I like the variety of XM stations, and that they are (mostly) commercial free. Taken as a whole, they play some pretty good stuff. Taken individually, I wonder who comes up with their playlists… The 80s channel for example seems to have a Duran Duran fixation.

I like my ipod. I was surprised how much music I had on CD’s that I have accumulated over the years. I transfered about 8-900 songs over and I just let it play randomly, never know what’s coming up.

I started with about 200 songs but I found that they just repeated too often. I even went and converted a couple of songs from old vinyl albums that are not available on CD. I haven’t yet used the Apple store but I did set up an account with them.

I did put an ipod adaptable radio in my car.

This year, I am seeing a lot of radios with a USB port. I am wondering if I can get one for my wife’s car, put music from itunes stored on my computer onto one of these memory sticks and just plug it into the radio, avoiding the cost of a new ipod.

That’s what I do. My stereo plays CDs (either audio or full of MP3 files) as well as AM/FM, but almost everything I listen to (including the Car Talk podcast) is on a thumb drive.

On my iPod I started with four thousand songs and I’ve added more to it in bunches (the entire Beatles, Monkees and ELO catalogs, first dozen or so albums each from Dylan, Elton and Chicago, likewise a few Chinese singers I like). Plug it in and set it on shuffle and it beats the likes of Pandora all hollow.

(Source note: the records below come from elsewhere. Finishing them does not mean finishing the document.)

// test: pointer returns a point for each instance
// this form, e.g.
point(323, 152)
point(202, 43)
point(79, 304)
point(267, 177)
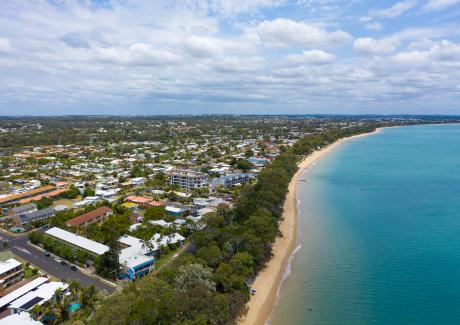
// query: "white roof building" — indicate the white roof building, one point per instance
point(79, 241)
point(19, 319)
point(5, 300)
point(39, 296)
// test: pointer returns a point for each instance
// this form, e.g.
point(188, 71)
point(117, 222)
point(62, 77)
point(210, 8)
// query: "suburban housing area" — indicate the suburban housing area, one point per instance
point(118, 199)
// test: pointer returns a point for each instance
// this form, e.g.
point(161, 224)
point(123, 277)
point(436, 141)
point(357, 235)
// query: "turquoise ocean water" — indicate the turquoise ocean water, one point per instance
point(379, 229)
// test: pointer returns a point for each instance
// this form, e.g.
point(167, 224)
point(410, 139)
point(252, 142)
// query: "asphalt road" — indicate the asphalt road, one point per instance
point(20, 246)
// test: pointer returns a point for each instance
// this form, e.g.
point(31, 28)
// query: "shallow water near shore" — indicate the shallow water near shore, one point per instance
point(379, 229)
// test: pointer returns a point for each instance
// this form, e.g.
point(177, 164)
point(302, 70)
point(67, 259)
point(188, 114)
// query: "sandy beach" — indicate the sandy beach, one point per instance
point(270, 278)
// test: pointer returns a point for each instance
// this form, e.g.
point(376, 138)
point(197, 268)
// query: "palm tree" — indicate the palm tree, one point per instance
point(36, 311)
point(89, 297)
point(75, 288)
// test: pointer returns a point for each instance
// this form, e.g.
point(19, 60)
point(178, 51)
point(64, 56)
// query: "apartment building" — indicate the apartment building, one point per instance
point(187, 179)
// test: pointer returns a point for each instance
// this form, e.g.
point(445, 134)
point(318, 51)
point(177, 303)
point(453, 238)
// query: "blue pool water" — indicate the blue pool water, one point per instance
point(379, 229)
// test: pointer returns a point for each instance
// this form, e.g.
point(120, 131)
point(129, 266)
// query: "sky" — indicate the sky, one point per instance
point(138, 57)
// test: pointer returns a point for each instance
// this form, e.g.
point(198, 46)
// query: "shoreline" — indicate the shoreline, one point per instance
point(269, 280)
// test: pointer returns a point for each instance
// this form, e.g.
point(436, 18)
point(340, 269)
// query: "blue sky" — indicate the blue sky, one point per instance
point(229, 56)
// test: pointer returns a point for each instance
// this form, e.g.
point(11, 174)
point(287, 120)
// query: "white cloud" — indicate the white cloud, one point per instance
point(373, 26)
point(370, 46)
point(286, 32)
point(443, 51)
point(5, 46)
point(311, 57)
point(395, 10)
point(201, 46)
point(435, 5)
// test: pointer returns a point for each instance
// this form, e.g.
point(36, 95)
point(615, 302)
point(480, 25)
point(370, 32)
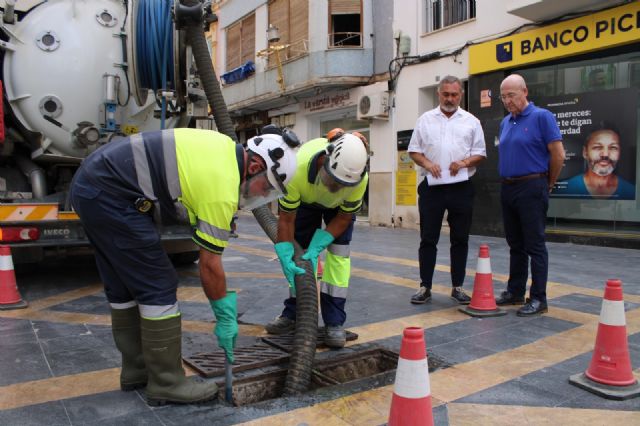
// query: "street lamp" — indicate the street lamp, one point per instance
point(273, 36)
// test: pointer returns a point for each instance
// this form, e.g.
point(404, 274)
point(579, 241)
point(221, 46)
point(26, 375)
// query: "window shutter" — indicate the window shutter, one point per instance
point(234, 34)
point(248, 39)
point(344, 7)
point(299, 21)
point(279, 17)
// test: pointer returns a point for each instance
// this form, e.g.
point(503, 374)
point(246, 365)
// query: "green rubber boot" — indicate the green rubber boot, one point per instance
point(161, 346)
point(125, 325)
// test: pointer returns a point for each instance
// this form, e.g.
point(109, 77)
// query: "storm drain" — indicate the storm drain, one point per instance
point(284, 342)
point(376, 364)
point(211, 364)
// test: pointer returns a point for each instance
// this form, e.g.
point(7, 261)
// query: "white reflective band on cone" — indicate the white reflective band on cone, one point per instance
point(612, 313)
point(412, 379)
point(484, 265)
point(6, 263)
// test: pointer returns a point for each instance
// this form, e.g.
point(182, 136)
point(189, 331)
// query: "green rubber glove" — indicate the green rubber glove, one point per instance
point(226, 311)
point(320, 241)
point(289, 268)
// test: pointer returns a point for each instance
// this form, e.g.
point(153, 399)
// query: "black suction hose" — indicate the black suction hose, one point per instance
point(304, 343)
point(306, 333)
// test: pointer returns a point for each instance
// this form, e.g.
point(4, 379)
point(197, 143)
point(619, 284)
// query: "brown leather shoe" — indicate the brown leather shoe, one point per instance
point(458, 294)
point(507, 298)
point(533, 307)
point(423, 295)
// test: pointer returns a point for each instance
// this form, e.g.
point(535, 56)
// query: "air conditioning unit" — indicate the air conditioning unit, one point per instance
point(375, 105)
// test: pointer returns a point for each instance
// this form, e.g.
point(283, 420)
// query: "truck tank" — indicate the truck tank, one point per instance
point(73, 82)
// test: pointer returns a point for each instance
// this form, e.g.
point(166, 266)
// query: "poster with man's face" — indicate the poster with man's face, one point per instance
point(599, 138)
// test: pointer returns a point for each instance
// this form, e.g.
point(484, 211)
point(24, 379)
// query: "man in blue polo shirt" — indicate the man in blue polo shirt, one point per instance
point(531, 157)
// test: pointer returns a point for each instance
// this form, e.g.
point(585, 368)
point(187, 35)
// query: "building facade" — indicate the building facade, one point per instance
point(374, 65)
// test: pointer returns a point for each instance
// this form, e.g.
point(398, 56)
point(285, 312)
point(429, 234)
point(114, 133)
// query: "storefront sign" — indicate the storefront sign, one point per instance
point(406, 181)
point(329, 101)
point(613, 27)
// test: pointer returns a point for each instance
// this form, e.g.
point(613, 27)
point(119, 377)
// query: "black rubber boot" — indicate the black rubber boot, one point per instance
point(161, 346)
point(125, 325)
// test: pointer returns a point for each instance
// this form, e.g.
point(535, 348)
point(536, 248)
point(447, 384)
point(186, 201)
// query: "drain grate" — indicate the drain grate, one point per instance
point(210, 364)
point(284, 342)
point(376, 366)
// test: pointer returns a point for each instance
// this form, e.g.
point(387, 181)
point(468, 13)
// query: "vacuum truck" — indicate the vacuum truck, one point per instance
point(78, 74)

The part I don’t know about is that all the stuff I have in itunes was from CD’s that I inserted into my mac’s drive and told it to import. The format is an Apple proprietary format, not mp3. I’m thinking that if I can plug an ipod into that usb port and it plays, then a usb stick should also work, right?

So is MP3.

Lest we forget about audio books. Download some from itunes, or wherever, and put them on your ipod and listen to it while you drive. Any satellite station offer that?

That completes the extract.